The official justification of the law is that it aims to protect families and children from Internet abuse, namely encouragement of drug use, gambling or suicide, sexual exploitation, etc. It is also claimed that the rapid development of technology has meant that present laws are not comprehensive enough to deal with all possible crimes.

Until now, there has been no law on crimes relating to Internet publications. However, because the "law" has been conceived in order to deal with threats to family life and children, it does not consider the Internet environment carefully enough. This means that it does not address the issue of publication responsibility and definitions clearly. The law thus resembles unsuccessful patchwork. In the definition of the 14-article law, there is no clarity as to what "crimes" are supposed to be addressed by this law, and which by other laws.

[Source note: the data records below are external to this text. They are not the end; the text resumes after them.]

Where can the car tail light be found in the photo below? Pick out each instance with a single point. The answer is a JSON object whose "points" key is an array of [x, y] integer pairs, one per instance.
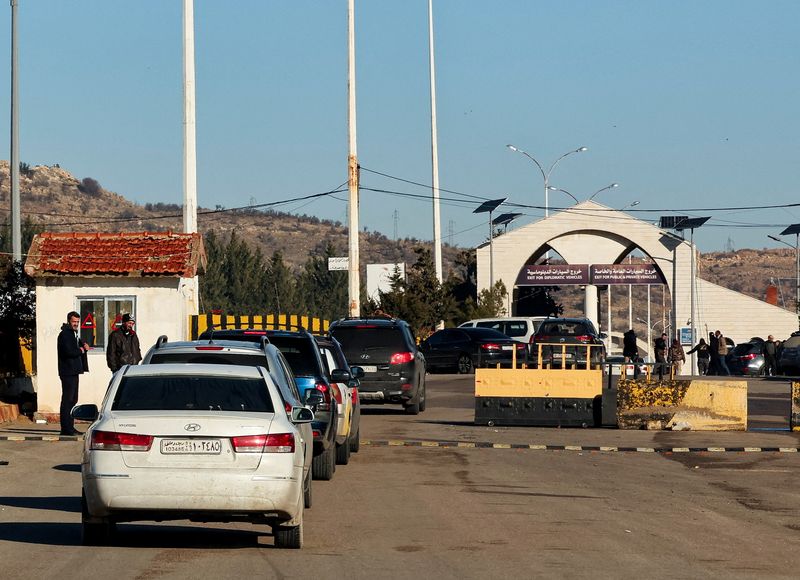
{"points": [[399, 358], [111, 441], [337, 393], [325, 405]]}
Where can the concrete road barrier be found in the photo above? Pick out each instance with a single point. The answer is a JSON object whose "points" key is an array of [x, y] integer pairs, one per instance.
{"points": [[696, 405], [538, 397]]}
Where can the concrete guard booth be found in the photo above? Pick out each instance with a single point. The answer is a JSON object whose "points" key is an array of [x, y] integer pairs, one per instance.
{"points": [[103, 276]]}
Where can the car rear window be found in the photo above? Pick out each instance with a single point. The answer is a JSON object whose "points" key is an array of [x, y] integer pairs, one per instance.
{"points": [[192, 393], [379, 340], [564, 328], [211, 357]]}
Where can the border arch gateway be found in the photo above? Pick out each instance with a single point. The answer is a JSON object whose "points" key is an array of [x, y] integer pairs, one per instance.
{"points": [[591, 233]]}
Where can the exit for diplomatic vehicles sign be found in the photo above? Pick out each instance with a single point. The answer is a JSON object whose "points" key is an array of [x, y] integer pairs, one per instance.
{"points": [[342, 263], [600, 274]]}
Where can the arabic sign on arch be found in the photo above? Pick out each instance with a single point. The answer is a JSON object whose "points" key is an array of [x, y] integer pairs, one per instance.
{"points": [[600, 274]]}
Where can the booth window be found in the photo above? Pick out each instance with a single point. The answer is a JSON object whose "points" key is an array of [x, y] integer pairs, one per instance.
{"points": [[102, 315]]}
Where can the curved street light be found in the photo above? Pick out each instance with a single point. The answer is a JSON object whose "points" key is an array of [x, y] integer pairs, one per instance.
{"points": [[546, 174], [611, 186]]}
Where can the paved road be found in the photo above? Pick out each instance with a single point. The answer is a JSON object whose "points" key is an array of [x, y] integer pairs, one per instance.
{"points": [[403, 512]]}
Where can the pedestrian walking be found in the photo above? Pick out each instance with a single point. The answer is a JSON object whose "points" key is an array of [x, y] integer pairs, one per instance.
{"points": [[630, 351], [703, 356], [660, 347], [72, 362], [770, 351], [123, 345], [721, 353], [676, 356]]}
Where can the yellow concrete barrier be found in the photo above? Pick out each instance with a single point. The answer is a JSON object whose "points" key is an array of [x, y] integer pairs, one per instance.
{"points": [[538, 397], [696, 405]]}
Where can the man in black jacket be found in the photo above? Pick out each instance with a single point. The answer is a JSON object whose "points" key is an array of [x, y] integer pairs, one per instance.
{"points": [[72, 362], [123, 345]]}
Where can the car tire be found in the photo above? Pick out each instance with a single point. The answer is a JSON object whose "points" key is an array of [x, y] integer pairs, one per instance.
{"points": [[322, 465], [343, 452], [464, 365], [308, 499], [95, 533], [289, 537], [355, 441]]}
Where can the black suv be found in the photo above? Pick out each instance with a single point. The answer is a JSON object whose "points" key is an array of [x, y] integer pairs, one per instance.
{"points": [[394, 369], [301, 352], [577, 335]]}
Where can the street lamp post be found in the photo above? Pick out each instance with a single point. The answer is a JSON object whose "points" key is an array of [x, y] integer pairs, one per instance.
{"points": [[546, 174], [793, 229]]}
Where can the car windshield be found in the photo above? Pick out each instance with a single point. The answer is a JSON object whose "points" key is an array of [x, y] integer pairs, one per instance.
{"points": [[192, 393], [211, 357]]}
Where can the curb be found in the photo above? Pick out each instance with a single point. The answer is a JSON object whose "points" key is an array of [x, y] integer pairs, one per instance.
{"points": [[489, 445]]}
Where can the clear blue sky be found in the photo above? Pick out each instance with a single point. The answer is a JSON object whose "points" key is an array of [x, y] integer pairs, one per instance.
{"points": [[686, 104]]}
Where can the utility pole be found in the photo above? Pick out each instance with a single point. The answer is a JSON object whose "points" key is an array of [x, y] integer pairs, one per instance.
{"points": [[354, 285], [16, 229]]}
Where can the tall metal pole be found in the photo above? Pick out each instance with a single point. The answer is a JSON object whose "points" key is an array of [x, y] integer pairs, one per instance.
{"points": [[437, 226], [354, 283], [16, 229], [189, 130]]}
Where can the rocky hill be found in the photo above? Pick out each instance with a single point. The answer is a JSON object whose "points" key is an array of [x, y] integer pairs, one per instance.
{"points": [[53, 197], [60, 201]]}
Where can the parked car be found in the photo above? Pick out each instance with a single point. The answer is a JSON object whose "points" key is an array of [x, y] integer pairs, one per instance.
{"points": [[789, 355], [576, 334], [394, 368], [247, 354], [348, 428], [746, 358], [302, 353], [521, 328], [466, 348], [203, 442]]}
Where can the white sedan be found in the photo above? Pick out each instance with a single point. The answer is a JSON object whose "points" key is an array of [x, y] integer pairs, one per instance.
{"points": [[193, 441]]}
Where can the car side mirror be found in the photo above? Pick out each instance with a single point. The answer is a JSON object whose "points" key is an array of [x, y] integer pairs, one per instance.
{"points": [[302, 415], [313, 398], [88, 412], [340, 376]]}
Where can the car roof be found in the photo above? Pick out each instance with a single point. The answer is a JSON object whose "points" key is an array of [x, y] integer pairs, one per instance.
{"points": [[183, 369]]}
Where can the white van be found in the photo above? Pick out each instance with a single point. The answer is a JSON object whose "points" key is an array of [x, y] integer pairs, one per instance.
{"points": [[520, 328]]}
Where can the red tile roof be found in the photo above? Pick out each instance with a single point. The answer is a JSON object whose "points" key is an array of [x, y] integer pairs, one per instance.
{"points": [[117, 254]]}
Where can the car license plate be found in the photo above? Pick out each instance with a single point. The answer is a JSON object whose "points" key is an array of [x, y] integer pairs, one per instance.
{"points": [[191, 447]]}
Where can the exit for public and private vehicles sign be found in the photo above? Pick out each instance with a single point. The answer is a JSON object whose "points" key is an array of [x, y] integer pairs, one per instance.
{"points": [[600, 274]]}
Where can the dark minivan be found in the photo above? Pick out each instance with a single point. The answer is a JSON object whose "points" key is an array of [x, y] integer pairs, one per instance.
{"points": [[394, 369]]}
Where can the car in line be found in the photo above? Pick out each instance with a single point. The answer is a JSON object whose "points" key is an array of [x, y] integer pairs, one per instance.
{"points": [[385, 348], [520, 328], [348, 430], [464, 349], [564, 343], [253, 354], [789, 355], [302, 353], [747, 358], [203, 442]]}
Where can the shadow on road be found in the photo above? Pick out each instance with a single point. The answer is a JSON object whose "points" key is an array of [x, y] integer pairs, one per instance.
{"points": [[132, 535], [67, 503]]}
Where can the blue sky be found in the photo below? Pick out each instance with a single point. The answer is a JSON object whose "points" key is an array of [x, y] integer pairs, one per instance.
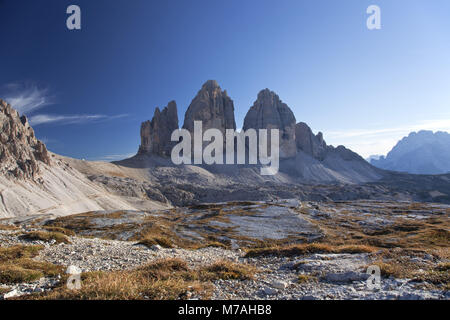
{"points": [[87, 91]]}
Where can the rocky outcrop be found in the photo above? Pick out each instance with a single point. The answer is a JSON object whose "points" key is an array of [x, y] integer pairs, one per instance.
{"points": [[155, 134], [423, 152], [213, 107], [20, 151], [311, 144], [269, 112]]}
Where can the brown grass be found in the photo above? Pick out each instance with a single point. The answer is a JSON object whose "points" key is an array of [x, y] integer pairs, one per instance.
{"points": [[64, 231], [16, 265], [163, 279], [18, 252], [305, 278], [46, 236], [156, 240], [8, 227], [227, 270]]}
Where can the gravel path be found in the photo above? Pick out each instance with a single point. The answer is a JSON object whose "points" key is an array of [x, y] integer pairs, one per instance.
{"points": [[336, 276]]}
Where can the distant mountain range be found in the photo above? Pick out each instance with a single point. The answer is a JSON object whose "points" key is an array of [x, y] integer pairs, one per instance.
{"points": [[422, 152], [35, 181]]}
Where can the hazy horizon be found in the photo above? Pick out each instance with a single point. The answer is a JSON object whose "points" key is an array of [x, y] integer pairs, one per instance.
{"points": [[87, 91]]}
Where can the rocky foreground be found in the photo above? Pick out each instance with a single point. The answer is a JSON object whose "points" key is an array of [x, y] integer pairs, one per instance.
{"points": [[296, 251]]}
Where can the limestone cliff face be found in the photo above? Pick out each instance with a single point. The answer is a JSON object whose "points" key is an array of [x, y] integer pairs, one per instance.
{"points": [[269, 112], [314, 145], [20, 151], [213, 107], [155, 134]]}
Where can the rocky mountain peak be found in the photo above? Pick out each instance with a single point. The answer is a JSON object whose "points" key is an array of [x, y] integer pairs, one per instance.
{"points": [[311, 144], [213, 107], [20, 151], [269, 112], [155, 134]]}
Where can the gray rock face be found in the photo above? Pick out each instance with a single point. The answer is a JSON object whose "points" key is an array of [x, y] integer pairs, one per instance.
{"points": [[269, 112], [20, 151], [155, 134], [314, 145], [213, 107]]}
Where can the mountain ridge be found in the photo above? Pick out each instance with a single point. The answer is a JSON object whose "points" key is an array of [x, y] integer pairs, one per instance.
{"points": [[422, 152]]}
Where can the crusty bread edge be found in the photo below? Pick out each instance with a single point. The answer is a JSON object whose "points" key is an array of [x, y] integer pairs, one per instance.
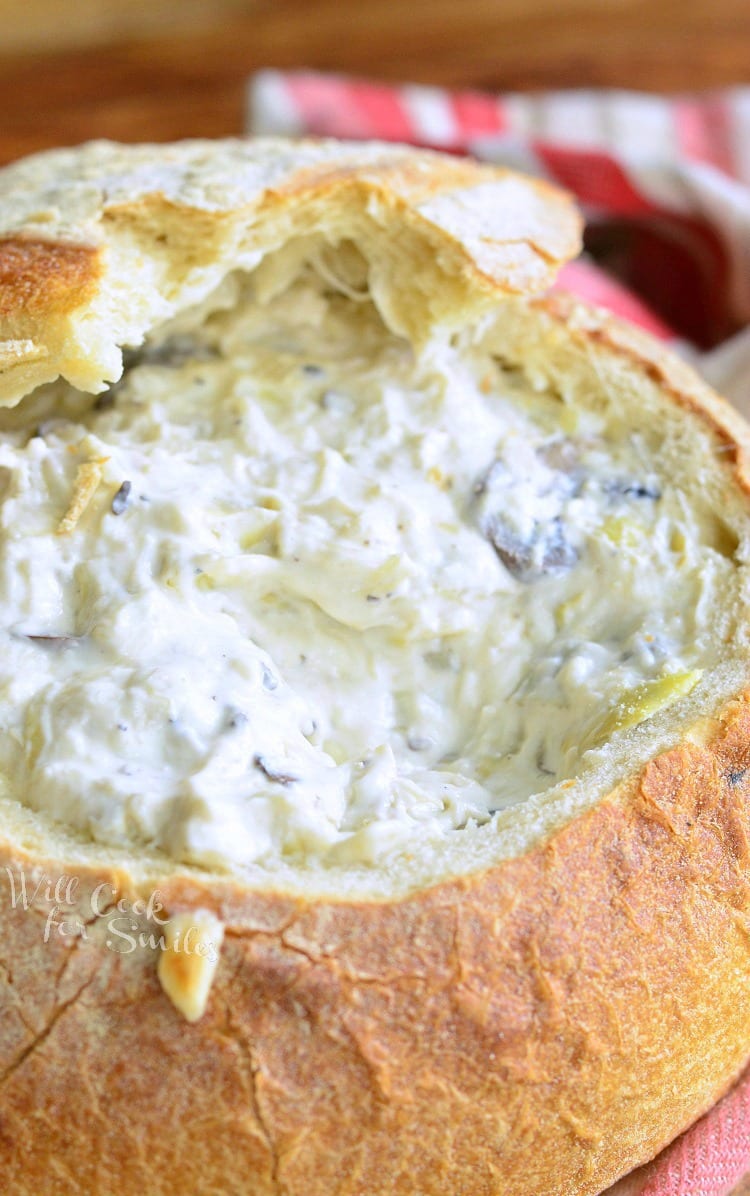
{"points": [[537, 1029]]}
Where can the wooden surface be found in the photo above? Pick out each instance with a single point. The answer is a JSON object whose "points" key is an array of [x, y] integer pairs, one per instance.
{"points": [[187, 77], [156, 69]]}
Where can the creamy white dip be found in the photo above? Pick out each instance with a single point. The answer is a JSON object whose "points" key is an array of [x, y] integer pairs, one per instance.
{"points": [[346, 597]]}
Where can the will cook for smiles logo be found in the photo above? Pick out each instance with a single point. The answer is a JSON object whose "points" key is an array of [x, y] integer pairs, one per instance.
{"points": [[129, 923]]}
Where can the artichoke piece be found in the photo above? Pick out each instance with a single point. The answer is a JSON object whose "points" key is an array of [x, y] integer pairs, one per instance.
{"points": [[640, 703]]}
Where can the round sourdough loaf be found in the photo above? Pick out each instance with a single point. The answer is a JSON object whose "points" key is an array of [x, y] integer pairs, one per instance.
{"points": [[524, 1002]]}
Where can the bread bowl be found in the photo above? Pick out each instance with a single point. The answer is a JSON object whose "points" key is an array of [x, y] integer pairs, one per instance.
{"points": [[465, 902]]}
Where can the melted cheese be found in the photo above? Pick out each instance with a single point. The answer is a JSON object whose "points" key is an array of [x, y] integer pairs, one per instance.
{"points": [[325, 597]]}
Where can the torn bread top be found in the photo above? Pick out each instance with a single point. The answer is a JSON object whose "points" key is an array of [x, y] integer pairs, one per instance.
{"points": [[103, 243]]}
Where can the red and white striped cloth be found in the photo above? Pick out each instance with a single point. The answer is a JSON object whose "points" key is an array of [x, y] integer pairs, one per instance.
{"points": [[665, 187]]}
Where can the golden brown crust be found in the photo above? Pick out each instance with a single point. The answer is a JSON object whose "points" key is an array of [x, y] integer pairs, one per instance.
{"points": [[168, 224], [674, 377], [40, 278], [537, 1029]]}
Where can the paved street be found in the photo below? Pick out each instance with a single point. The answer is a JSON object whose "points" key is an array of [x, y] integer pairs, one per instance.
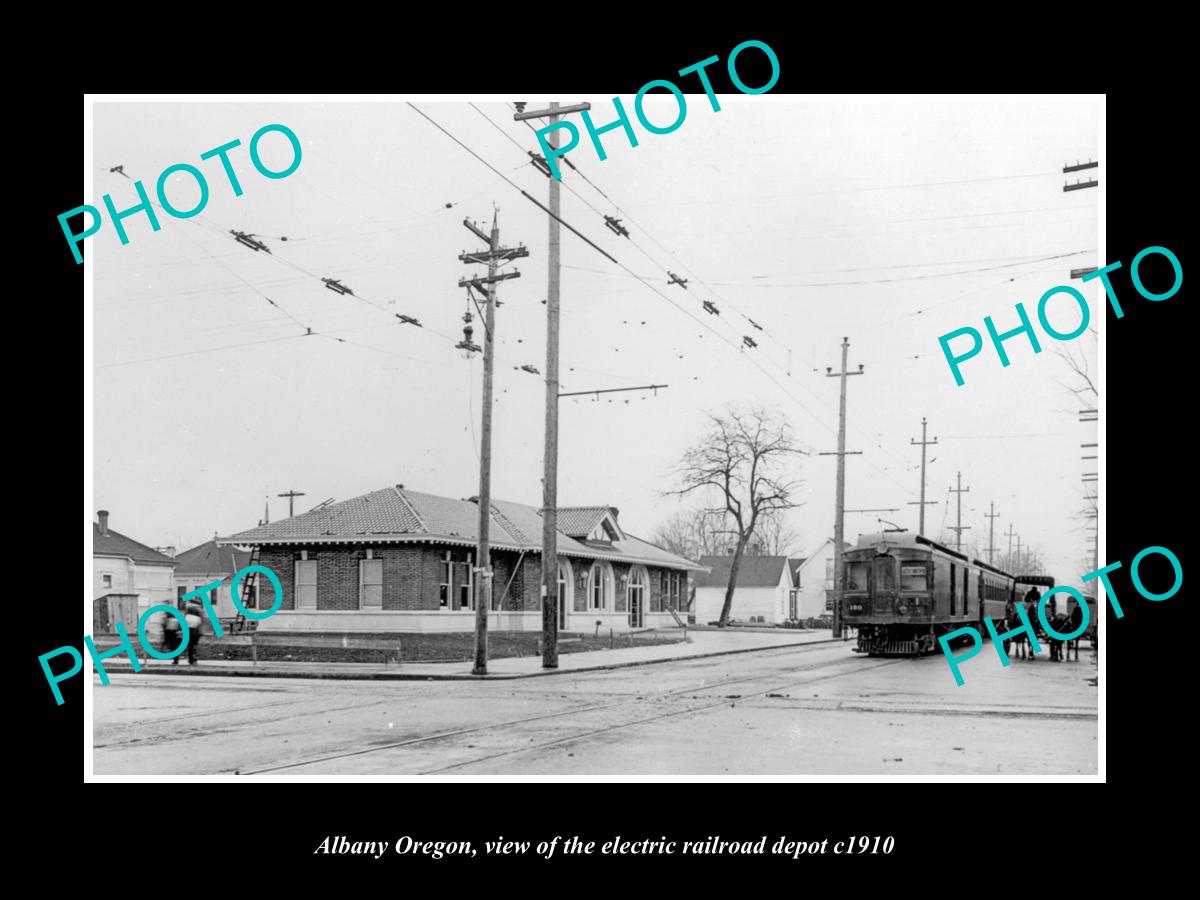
{"points": [[816, 709]]}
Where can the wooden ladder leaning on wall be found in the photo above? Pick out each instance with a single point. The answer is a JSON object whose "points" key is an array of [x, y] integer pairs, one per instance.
{"points": [[245, 592]]}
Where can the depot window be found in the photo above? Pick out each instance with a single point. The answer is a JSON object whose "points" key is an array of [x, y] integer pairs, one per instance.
{"points": [[370, 583], [456, 589]]}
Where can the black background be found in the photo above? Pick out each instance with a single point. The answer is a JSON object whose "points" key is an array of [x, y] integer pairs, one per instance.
{"points": [[269, 832]]}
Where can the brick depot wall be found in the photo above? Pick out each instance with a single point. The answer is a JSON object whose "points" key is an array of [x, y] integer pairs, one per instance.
{"points": [[413, 573], [657, 589], [280, 561], [582, 567], [619, 585]]}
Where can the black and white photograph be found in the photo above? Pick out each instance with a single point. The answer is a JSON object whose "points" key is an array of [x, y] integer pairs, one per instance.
{"points": [[676, 436]]}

The law stipulates that reasonable suspicion of a crime being committed will lead to blocked access, and it is here that there is a problem. The decision to block access will be made by a judge during the investigation, and by a court during prosecution. In urgent cases, a public prosecutor can also decide to block access for 24 hours, pending approval by a judge. In addition, the Ministry of Telecommunication has been assigned responsibility for controlling Internet content; in some cases it is also entitled to block access. If it is able to identify the publishers, the ministry files a complaint with the Republican Prosecutor. Furthermore, the ministry is entitled to penalise Internet providers who do not block access to a website, initially with a fine, but after non-compliance with closure of the provider.

It is to be expected that critics of the law and proponents of freedom of publication on the Internet will face accusations of not wanting to protect children against prostitution and sexual exploitation.